A Brief Interview with Andrew Epstein

Interviewed by Bobby Riley

How did you get involved with the Commabox project?

The main way I got involved is that I’m friends with Judy Rushin. It probably started because she came to a reading that I gave from a recent book that I had published last summer. We have already been friends for a while, but I think she felt that my work touched a chord with some of the stuff that she was thinking about for the next Commabox. So then we met for coffee and she asked if I wanted to contribute, and originally we had an idea that I would write some sort of essay, or maybe gather together some critical essays that had to do with some of the themes of the project which had to do with fragmentation and objects and things like that. Then our discussions evolved and we decided that as I worked on it that it might be interesting for me to contribute something that was sort of somewhere in between kind of a critical piece and a creative piece. The themes of the project, having to do with fragmentation and objects and kind of ordinary everyday materials, had a lot to do with a work I've been doing for the book that I had written. It just seemed like kind of a natural fit, even though everybody else involved was a visual artist and I'm a professor and a writer.

Could you tell me a little bit about the reading you did that of struck a chord with Judy?

I think it was sort of an overview of a book that I had written and then some sections from it. The book is called Attention Equals Life: The Pursuit of the Everyday in Contemporary Poetry and Culture. It is about a kind of fascination with the ordinary and the everyday and contemporary poetry. It is also about some of the kind of unusual formal experiments that poets and other people do in other spheres of culture, and just kind of weird projects and experiments that try to pay better attention to the daily, the ordinary and the otherwise overlooked. A part of that is poets doing things with fragmentation that's picking and gathering up little bits and pieces of everyday life or everyday language and collaging them together. I think that echoed some things Judy is thinking about in terms of visual art and creating a box that might be filled with small bits and pieces of ordinary objects, and that some of the themes seem to echo one another. I spoke about some of the philosophical and aesthetic ideas that the book is about. Then I gave some examples from some poetry and talked about them.
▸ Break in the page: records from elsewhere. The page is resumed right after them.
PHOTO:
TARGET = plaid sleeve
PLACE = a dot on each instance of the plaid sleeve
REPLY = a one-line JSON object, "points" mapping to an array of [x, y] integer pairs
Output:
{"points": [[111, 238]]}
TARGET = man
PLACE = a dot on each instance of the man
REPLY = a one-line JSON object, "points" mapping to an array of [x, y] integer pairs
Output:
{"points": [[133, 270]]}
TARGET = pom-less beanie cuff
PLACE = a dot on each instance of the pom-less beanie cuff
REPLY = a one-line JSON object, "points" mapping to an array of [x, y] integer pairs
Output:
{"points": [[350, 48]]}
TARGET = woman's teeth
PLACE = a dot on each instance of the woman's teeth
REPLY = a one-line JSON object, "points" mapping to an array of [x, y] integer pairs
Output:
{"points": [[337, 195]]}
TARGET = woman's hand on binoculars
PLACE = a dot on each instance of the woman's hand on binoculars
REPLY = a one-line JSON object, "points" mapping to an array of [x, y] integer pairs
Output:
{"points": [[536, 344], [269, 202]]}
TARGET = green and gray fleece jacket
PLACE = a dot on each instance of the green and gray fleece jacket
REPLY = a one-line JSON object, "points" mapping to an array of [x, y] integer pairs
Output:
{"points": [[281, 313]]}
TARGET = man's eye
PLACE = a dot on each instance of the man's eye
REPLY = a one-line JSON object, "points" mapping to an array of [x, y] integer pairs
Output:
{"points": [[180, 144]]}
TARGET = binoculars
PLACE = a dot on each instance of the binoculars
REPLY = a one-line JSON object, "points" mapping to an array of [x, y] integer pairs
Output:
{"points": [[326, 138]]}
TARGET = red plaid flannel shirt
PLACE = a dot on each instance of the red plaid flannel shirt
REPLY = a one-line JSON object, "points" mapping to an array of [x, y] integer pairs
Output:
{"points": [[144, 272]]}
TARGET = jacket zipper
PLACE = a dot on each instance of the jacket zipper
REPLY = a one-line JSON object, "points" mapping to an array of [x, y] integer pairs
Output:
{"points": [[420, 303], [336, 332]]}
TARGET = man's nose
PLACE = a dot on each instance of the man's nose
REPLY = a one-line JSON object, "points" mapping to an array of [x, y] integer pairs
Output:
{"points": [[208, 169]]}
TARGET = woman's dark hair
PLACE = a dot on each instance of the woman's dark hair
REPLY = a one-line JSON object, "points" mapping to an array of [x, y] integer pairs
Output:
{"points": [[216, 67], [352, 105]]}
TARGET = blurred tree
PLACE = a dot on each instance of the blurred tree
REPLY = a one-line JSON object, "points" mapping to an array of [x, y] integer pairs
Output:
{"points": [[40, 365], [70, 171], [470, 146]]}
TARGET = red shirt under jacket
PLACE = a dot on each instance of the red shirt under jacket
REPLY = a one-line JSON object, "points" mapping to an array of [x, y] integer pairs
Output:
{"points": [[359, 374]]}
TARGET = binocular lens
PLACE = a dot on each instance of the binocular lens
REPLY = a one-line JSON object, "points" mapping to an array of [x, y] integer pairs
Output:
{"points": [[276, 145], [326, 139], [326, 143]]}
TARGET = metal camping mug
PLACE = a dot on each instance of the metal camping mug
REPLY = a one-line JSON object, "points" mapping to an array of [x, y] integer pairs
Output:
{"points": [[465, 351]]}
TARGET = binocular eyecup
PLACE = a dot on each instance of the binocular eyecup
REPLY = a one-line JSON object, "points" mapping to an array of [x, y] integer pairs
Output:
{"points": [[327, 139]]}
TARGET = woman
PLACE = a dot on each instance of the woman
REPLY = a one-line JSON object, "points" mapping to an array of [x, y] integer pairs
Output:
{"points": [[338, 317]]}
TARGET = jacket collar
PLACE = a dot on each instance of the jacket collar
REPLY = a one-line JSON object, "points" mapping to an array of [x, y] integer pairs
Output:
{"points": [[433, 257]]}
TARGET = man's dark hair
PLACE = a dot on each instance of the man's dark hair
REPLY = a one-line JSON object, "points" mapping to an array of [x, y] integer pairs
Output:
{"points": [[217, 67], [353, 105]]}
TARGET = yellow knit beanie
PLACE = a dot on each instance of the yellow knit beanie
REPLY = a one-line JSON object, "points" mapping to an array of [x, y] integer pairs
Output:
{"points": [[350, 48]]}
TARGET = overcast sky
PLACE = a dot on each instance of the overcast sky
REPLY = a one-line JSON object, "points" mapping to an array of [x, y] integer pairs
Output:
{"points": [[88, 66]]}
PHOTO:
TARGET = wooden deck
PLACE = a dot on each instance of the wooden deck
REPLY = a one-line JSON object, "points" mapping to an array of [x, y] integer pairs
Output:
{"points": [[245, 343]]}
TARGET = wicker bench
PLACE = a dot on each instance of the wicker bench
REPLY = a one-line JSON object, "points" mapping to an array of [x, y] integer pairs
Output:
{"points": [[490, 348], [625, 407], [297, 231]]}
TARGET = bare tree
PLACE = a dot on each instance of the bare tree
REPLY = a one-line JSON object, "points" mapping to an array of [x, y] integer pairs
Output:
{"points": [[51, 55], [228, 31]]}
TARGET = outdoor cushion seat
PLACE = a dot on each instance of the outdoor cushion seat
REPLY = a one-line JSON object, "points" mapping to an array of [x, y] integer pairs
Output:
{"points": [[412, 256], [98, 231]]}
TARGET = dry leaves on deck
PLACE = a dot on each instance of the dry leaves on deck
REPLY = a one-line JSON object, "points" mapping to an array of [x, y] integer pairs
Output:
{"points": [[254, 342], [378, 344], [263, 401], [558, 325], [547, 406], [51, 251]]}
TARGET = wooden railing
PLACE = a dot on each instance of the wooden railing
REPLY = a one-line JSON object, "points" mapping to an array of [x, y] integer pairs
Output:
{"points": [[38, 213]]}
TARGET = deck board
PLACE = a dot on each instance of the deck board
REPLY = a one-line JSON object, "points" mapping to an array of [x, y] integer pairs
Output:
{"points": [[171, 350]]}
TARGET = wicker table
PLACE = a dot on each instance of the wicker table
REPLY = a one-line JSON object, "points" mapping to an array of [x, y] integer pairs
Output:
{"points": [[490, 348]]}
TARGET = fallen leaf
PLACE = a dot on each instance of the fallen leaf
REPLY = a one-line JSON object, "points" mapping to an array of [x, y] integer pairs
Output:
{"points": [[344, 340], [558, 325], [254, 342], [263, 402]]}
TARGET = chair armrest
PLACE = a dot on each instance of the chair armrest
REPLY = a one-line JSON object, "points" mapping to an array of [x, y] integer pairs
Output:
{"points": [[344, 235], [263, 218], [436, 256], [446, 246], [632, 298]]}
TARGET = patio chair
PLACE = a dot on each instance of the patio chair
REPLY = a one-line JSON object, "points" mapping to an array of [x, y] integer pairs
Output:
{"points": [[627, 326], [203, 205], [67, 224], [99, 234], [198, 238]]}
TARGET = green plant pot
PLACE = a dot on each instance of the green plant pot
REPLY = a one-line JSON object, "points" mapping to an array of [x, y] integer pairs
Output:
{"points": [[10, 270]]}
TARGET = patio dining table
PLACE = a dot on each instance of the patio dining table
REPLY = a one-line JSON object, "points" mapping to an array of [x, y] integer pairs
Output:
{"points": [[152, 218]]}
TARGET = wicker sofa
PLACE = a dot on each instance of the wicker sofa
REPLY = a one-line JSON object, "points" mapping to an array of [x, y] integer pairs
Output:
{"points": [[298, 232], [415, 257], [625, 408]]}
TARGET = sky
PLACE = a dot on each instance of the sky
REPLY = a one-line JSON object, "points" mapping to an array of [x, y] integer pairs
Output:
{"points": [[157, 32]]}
Has working on this project changed your own practice at all?

There are a couple of ways that I can answer that. I used to write creatively, more than I do now, but mostly I'm a scholar and a critic and so it was fun for me to do this project. I didn't even really know what to call it originally. I just kind of gathered and compiled these quotations and then in collaboration with Judy decided to do it on the note cards, and I guess now on coasters. I feel like it's sort of a poem that's sort of an essay, or there's a term that people use nowadays for kind of experimental essays called Lyric Essay. It's a little bit like that. It's sort of a collage. I learned a new way of coming at some of the scholarly interests that I have through a kind of creative project that I found fun and interesting, and then to see how it fits together with the other contributors and the other items in this kind of marvelous box that Judy and everybody created made me think differently about some of the issues and themes in the quotations and fragments that I've gathered. It just seems like a big bounce off each other in interesting ways.

Are you working on anything at the moment?

I am, but on something that's much more conventional, sort of scholarly writing. It's a book about American poetry since World War II, and a kind of overview, or an introduction to American poetry since 1945. It does deal with some similar issues that this project deals with. Also, I’d like to add that it was a nice coincidence that the piece Carlos contributed is about a Frank O’Hara poem. Of all the different things I've worked on in my critical and scholarly career, Frank O’Hara is probably the person that I've written about the most. So there's some things that I'm continuing to work on. I have a blog that's devoted to the New York School of Poets, which is the group that O’Hara was kind of the leader of. So I’m just continuing to work on stuff that goes with this particular project.